The order of columns in GROUP BY statements matters on mysql
Take a look at this SQL query:
SELECT COUNT(*) AS cnt FROM products WHERE ExternalProductId IS NOT NULL GROUP BY SourceId, ExternalProductId HAVING cnt > 1 |
This query scans the products table and find all duplicates, where a dup is defined as having the same (SourceId, ExternalProductId) as another row. Counter to intuition, it turns out that in mysql, the order of the columns in the GROUP BY statement can make a huge deal, performance wise. Let’s assume we have an index on the pair (ExternalProductId, SourceId). The query should be fast, right?
Wrong. It takes 30 minutes on our sample data set (about 30 million rows). An EXPLAIN query, and SHOW PROCESSLIST revealed that mysql was copying the table or index data to a temporary location before starting to process the actual query. This was taking up most of the execution time.

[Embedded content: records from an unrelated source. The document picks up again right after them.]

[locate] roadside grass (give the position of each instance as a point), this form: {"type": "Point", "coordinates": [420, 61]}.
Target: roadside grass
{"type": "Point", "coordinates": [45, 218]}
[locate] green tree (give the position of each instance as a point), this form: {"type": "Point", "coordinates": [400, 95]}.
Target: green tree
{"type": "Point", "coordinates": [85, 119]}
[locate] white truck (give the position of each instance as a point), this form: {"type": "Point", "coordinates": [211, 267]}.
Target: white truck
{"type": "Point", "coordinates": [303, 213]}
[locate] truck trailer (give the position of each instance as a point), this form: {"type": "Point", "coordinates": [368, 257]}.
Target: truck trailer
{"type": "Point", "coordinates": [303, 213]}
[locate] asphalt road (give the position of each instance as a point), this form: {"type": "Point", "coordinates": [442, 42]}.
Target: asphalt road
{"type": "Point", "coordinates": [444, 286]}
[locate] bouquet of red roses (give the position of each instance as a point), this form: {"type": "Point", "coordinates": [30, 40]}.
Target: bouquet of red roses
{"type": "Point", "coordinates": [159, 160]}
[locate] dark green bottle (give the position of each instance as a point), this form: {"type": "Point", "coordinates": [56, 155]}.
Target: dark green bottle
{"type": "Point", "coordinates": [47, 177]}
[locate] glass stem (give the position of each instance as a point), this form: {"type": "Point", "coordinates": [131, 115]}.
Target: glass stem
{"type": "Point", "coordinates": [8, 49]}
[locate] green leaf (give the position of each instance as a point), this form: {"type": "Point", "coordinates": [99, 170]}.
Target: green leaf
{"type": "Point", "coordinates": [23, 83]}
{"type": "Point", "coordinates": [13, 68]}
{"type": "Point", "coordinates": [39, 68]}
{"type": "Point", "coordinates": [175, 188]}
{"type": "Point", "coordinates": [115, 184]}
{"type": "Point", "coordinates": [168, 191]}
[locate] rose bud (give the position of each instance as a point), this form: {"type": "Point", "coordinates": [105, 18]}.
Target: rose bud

A quick question to Stack Overflow…
It appears the order of the columns makes all the difference in the world. Switching the GROUP BY columns to (ExternalProductId, SourceID) made the query run in place and not copy any temp data whatsoever, resulting in execution time of 30 seconds instead of 30 minutes! I don’t fully understand why mysql takes the column order under consideration – semantically, the order of the GROUP BY columns doesn’t matter, so it’s a matter of a simple optimization to choose the optimal order.